Lessons for kindergarten through second grade aren’t scheduled to be revised for a couple of years, but the survey does allow input on lesson topics that later could be introduced. Such topics could include teaching proper words for body parts, including penis and vulva; learning that all people, including children, have the right to tell others not to touch their body when they do not want to be touched; and demonstrating how to clearly say no, how to leave an uncomfortable situation, and how to identify and talk with a trusted adult if someone is touching them in a way that makes them feel uncomfortable.

SURVEY RESULTS

These are some of the results from the Austin school district’s survey on what should be taught in the revamped sex ed curriculum. It is unclear how many respondents added or only offered written comments.

Topics being introduced in kindergarten through second grades:

In what grade should students be taught that all people, including children, have the right to tell others not to touch their body when they do not want to be touched?

91 percent: Kinder, first and second;

4 percent: first and second;

3 percent: second grade only;

1 percent: kinder and first.

Another 652 respondents, or 11 percent, did not choose any of the grades.

===================

In what grade should students be taught how to identify different kinds of family structures?

80 percent: kinder, first and second;

9 percent: first and second;

8 percent: second grade only;

1 percent: kinder and first.

Another 728 respondents, or 12 percent, did not choose any of the grades.

================

In what grade should students be taught how to use proper names for body parts, including male and female anatomy (such as penis, nipples and vulva)?

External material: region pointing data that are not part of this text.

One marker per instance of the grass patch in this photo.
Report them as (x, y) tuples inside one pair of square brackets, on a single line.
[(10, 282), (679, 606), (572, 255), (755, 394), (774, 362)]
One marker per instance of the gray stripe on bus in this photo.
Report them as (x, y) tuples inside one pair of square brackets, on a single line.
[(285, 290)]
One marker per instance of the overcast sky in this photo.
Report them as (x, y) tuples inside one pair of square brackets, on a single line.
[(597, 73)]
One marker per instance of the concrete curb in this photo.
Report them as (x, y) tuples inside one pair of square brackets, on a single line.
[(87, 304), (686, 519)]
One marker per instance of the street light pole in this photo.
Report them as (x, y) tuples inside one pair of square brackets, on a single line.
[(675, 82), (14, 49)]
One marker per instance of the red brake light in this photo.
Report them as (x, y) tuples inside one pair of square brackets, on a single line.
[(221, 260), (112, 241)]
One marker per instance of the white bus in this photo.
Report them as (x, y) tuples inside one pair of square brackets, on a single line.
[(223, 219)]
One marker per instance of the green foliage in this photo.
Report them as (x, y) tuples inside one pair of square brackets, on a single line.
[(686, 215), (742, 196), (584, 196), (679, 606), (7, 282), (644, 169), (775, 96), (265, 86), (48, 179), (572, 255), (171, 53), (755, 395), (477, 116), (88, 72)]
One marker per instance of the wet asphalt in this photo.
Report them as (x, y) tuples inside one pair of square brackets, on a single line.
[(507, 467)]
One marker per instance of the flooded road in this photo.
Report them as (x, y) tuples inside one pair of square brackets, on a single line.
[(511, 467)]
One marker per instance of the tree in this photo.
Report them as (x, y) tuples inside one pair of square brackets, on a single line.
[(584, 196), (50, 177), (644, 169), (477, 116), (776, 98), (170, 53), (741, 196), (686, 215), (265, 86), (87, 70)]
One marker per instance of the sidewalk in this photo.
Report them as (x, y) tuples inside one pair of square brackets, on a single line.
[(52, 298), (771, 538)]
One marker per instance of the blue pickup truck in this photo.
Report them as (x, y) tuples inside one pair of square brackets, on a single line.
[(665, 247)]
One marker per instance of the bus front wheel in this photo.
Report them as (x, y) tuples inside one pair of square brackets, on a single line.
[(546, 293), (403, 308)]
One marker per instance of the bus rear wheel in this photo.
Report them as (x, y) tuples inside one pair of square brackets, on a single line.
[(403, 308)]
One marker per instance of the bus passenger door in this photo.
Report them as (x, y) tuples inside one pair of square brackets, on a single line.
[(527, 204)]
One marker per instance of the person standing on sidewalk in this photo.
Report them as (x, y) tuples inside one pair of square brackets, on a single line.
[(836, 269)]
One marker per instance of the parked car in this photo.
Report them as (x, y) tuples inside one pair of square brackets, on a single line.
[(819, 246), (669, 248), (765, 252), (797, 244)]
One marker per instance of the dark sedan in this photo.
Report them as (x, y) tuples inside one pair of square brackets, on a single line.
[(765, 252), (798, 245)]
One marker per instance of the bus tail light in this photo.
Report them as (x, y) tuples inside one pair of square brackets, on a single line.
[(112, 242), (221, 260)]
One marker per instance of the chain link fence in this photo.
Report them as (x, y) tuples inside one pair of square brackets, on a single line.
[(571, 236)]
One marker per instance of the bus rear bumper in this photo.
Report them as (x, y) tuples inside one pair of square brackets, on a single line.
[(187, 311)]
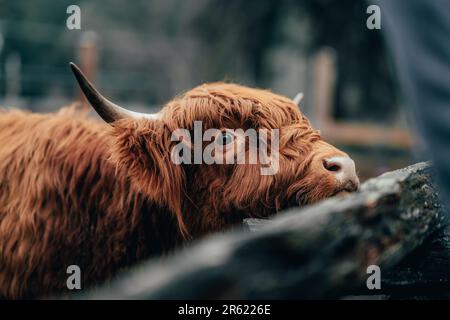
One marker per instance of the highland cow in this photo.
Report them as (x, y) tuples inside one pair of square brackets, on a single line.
[(103, 196)]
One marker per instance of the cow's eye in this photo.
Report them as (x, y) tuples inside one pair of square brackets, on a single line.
[(225, 138)]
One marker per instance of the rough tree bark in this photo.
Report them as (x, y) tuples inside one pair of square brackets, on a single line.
[(321, 251)]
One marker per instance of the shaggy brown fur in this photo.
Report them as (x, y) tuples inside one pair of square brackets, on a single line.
[(76, 191)]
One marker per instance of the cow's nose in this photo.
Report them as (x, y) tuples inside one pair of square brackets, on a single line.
[(344, 170)]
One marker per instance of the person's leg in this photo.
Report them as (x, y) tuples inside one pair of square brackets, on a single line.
[(418, 34)]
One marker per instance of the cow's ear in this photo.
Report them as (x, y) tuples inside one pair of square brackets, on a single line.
[(142, 149)]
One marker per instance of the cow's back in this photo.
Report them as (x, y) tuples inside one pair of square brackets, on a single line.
[(55, 184)]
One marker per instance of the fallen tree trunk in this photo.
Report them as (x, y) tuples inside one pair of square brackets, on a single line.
[(321, 251)]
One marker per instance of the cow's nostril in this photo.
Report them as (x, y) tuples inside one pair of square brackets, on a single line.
[(332, 165)]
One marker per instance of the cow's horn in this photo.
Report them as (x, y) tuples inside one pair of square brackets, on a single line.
[(298, 98), (107, 110)]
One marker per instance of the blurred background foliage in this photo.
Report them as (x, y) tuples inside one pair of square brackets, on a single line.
[(150, 51)]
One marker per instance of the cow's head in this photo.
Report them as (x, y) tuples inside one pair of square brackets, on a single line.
[(206, 197)]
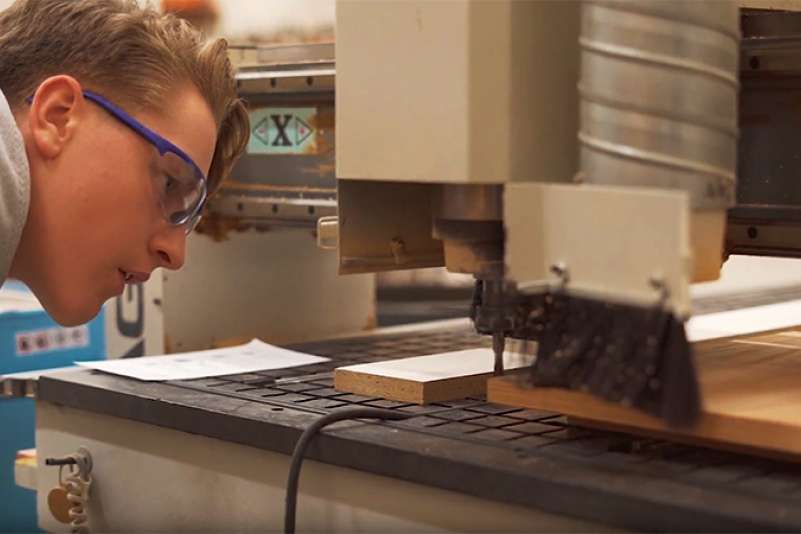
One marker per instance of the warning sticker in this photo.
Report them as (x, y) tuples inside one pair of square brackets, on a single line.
[(283, 131)]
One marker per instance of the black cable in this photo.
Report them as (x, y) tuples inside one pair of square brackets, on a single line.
[(303, 443)]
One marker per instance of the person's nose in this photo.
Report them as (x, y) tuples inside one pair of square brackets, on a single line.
[(169, 246)]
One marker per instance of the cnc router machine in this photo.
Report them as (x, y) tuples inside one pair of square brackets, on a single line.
[(581, 153)]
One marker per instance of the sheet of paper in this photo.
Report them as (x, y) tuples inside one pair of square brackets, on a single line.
[(253, 356), (443, 366)]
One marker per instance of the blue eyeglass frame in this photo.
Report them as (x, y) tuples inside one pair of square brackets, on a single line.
[(162, 145)]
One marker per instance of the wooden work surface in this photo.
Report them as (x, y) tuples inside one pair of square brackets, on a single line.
[(751, 389)]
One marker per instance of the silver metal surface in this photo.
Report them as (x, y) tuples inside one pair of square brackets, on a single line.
[(658, 93), (284, 189)]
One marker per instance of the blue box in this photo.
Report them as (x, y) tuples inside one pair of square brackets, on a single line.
[(29, 341)]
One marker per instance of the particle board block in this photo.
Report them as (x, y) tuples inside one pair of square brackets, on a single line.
[(426, 379), (751, 397)]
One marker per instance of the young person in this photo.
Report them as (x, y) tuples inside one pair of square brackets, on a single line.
[(116, 123)]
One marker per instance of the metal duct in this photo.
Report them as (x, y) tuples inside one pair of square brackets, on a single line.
[(658, 91)]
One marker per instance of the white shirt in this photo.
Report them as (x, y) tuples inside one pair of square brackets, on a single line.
[(15, 187)]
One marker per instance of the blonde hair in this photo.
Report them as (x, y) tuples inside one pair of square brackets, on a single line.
[(135, 56)]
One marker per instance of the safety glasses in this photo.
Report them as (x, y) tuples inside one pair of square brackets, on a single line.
[(182, 185)]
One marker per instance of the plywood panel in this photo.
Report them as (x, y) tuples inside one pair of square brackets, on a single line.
[(426, 379)]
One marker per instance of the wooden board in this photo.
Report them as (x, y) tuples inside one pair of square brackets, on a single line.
[(751, 389), (426, 379)]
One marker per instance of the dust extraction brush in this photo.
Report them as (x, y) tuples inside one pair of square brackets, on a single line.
[(632, 355)]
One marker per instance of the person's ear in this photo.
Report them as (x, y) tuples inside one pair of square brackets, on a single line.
[(55, 111)]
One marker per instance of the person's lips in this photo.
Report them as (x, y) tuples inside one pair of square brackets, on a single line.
[(134, 277)]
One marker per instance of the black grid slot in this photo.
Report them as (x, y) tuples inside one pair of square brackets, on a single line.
[(527, 432)]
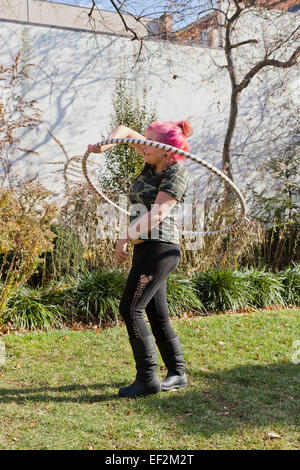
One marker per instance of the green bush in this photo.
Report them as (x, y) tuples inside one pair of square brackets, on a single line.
[(266, 288), (182, 296), (66, 258), (30, 309), (220, 289), (96, 294), (290, 281)]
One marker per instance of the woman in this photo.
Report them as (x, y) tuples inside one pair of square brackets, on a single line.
[(155, 196)]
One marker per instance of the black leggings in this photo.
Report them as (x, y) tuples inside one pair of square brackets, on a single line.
[(145, 289)]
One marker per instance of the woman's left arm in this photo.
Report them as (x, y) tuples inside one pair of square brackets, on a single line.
[(160, 209)]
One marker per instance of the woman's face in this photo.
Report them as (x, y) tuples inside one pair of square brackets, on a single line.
[(153, 155)]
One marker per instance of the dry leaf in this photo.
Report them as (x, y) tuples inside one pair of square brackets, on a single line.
[(273, 435)]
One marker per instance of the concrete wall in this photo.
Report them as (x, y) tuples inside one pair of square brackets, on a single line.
[(74, 75), (68, 16)]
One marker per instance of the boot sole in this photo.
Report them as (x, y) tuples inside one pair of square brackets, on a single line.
[(173, 387)]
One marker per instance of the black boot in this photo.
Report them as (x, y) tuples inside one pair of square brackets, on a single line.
[(146, 382), (172, 355)]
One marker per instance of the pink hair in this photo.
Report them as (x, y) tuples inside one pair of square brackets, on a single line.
[(173, 133)]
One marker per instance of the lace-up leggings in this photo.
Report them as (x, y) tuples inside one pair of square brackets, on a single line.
[(145, 289)]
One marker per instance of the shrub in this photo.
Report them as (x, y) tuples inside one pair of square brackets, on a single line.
[(28, 308), (25, 219), (96, 294), (220, 289), (290, 281), (182, 296), (266, 288)]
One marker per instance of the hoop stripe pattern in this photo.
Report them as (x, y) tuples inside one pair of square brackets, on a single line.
[(200, 161)]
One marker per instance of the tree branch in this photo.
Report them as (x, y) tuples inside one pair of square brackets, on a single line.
[(267, 63), (249, 41), (127, 28)]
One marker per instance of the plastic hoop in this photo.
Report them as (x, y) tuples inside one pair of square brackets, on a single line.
[(190, 156)]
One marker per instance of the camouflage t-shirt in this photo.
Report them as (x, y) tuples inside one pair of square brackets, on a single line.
[(173, 180)]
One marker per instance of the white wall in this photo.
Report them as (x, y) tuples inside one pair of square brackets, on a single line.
[(74, 74)]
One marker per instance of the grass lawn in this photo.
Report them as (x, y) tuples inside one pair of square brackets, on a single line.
[(58, 390)]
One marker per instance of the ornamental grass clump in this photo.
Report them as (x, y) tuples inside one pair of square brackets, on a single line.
[(266, 287), (182, 296), (96, 295), (290, 281), (220, 289), (26, 215), (30, 309)]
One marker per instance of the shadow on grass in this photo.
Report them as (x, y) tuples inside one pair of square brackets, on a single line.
[(232, 399), (27, 395), (214, 402)]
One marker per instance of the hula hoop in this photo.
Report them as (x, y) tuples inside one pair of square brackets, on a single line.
[(190, 156)]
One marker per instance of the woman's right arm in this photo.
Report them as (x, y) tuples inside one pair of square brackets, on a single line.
[(120, 132)]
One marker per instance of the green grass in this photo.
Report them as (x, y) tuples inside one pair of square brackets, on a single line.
[(58, 390)]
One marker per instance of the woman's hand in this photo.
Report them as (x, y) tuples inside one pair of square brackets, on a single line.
[(95, 148), (121, 252)]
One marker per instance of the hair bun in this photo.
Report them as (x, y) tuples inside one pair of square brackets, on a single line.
[(186, 128)]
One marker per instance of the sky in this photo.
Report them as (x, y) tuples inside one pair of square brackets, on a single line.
[(152, 8)]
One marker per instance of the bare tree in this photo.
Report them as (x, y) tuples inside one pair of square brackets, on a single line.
[(274, 42)]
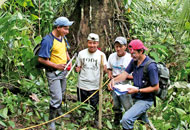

63 percent: kinder, first and second;

23 percent: second grade only;

12 percent: first and second;

1 percent: kinder and first

1,066 of respondents, or 18 percent, did not choose any of the grades.

=================

Topics being introduced in third through fifth grades:

In what grade should students be taught about defining sexual orientation as the romantic attraction of an individual to someone of the same gender or a different gender?

46 percent: third, fourth and fifth

21 percent: fourth and fifth

31 percent: fifth grade only

=================

In what grade should students be taught how to identify parents or other trusted adults of whom students can ask questions about sexual orientation?

52 percent: third, fourth and fifth

20 percent: fourth and fifth

26 percent: fifth grade only

1 percent: third and fourth

378 respondents, or 6 percent, did not choose any of the grades.

===============

In what grade should students be taught about the process of human reproduction? 

31 percent: third, fourth and fifth

24 percent: fourth and fifth

44 percent: fifth grade only

479 respondents, or 8 percent, did not choose any of the grades.

=================

In what grade should students be taught about HIV and some age-appropriate methods of transmission, as well as ways to prevent? 

23 percent: third, fourth and fifth

21 percent: fourth and fifth

55 percent: fifth grade only

619 respondents, or 11 percent, did not choose any of the grades.

=====================

Topics being introduced in grades six through eight:

In what grade should students be taught how to differentiate between gender identity, gender expression and sexual orientation? 

78 percent: sixth, seventh and eighth

10 percent: seventh and eighth

8 percent: eighth grade only

1 percent: sixth and eighth

1 percent: sixth and seventh

============

In what grade should students be taught about medically accurate information about emergency contraception? 

64 percent: sixth, seventh and eighth

18 percent: eighth grade only

16 percent: seventh and eighth

1 percent: sixth and seventh

==============

In what grade should students be taught about the steps to using a condom correctly?

59 percent: sixth, seventh, eighth

22 percent: eighth grade only

16 percent: seventh and eighth

1 percent: sixth and seventh

1 percent: sixth and eighth

647 respondents, or 11 percent, did not choose any of the grades.